Alexander Koene

insights

19-08-2011

Knights of morality

One cannot deny that something is changing in the branding corridors. With the rise of social media, combined with the fall and stagnation of the...

Knights of morality

Something is changing in the branding corridors. You can feel it.

Part of it is social media. Part of it is the financial hangover. And part of it is that the old promise of “more” has started sounding a bit like a ringtone you can’t unhear.

So here’s the big, slightly dramatic question:

Are we slowly leaving the capitalist era behind us? Or are we just upgrading it to a version with fewer bugs and a better conscience?

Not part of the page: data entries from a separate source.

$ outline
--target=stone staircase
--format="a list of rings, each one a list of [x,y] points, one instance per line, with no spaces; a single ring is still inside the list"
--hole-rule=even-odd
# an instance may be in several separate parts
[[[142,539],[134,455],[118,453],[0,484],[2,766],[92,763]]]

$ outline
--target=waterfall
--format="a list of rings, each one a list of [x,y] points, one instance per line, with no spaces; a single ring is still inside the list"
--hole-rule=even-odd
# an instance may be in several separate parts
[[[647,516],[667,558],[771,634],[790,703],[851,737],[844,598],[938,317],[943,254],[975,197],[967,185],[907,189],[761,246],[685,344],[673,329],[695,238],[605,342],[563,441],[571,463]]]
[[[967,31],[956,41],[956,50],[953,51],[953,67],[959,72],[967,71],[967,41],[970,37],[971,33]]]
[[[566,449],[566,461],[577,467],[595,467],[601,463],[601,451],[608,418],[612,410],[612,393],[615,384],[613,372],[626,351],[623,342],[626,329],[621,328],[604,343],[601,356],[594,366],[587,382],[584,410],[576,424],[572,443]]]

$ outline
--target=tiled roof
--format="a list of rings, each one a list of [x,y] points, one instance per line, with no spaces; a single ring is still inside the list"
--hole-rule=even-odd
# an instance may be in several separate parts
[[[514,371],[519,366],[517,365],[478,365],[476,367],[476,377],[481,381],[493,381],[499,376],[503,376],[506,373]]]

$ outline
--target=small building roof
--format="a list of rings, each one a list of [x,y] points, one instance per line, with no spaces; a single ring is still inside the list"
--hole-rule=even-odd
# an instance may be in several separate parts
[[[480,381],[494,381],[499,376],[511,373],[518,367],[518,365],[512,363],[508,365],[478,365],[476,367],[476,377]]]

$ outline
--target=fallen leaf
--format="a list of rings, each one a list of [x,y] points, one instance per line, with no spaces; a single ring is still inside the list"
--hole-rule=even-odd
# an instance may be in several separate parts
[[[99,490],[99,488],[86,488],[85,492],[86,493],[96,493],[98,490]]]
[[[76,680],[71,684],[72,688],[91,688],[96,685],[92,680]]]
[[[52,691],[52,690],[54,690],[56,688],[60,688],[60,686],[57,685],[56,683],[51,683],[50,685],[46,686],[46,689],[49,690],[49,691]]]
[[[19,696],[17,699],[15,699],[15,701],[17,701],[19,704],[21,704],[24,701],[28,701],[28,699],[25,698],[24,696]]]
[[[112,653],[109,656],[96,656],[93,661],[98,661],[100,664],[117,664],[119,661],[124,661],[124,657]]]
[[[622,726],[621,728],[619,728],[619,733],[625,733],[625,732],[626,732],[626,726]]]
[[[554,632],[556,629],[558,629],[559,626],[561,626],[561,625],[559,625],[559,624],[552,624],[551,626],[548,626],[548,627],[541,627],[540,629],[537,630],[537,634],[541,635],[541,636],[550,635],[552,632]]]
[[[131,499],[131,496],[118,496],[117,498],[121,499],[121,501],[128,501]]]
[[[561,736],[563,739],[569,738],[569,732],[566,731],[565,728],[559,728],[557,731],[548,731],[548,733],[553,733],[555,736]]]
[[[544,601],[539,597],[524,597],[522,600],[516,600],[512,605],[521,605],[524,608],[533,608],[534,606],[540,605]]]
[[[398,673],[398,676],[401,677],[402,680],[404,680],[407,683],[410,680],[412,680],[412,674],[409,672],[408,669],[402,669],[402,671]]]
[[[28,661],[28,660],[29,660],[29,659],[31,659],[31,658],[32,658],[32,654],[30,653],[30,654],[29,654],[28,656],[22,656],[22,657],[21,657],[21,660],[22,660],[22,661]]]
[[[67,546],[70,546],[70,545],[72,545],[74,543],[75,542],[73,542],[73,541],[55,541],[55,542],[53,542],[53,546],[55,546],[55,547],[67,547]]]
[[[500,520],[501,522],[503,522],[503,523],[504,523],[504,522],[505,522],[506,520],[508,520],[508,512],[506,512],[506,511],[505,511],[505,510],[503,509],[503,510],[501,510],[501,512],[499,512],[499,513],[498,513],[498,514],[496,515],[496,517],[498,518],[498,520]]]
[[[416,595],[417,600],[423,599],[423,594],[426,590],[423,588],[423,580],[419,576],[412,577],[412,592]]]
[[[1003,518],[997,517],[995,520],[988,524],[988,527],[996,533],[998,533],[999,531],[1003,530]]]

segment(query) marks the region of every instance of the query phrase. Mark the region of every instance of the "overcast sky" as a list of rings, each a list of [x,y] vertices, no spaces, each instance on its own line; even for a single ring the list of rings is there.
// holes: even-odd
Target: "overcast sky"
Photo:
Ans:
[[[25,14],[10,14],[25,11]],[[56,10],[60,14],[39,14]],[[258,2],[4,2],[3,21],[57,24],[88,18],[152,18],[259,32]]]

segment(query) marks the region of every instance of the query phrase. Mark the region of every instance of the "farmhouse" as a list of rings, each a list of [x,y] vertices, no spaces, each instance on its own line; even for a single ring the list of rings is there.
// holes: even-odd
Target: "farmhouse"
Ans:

Either way, with a bit of imagination you can hear a growing choir of branding moralists warming up. They’re singing a sweet new song: from greed to generosity, from “take” to “give”, from “growth at all costs” to “good, but make it real”.

Three questions

  • Can branding transform from the court jester of capitalism into something closer to a knight for human thriving?
  • Can branding people sneak into the C-suite, swap the agenda, and replace “more money” with “more meaning” without getting escorted out?
  • Can branding actually help create a better world for our children, instead of just a better tagline for it?

The uncomfortable bit

Let’s not pretend we’re all saints. Our industry can be money-driven and ego-friendly. Sometimes we polish the castle while the village is on fire.

And yet, we keep believing brands can help shift the world in a better direction.

Why? Because brands don’t just sell. They shape. They nudge behavior. They signal what a group values. They whisper, “This is who we are,” and people, being wonderfully social creatures, often answer: “Great, I’ll act accordingly.”

If the brands surrounding us start triggering feelings related to generosity, friendship, and social justice, then those values become easier to live by. Not perfect. Not overnight. But directionally.

A thought experiment

What if branding and communication professionals, and the other business tribes circling the same boardroom table, joined that choir and sang the same song to clients?

Would we be able to make an impact? Would we shift decisions, not just perceptions?

Shouldn’t we just try?

Because maybe the “knight” part isn’t about armor and heroics. Maybe it’s about showing up, doing the work, and choosing a slightly better story to live by.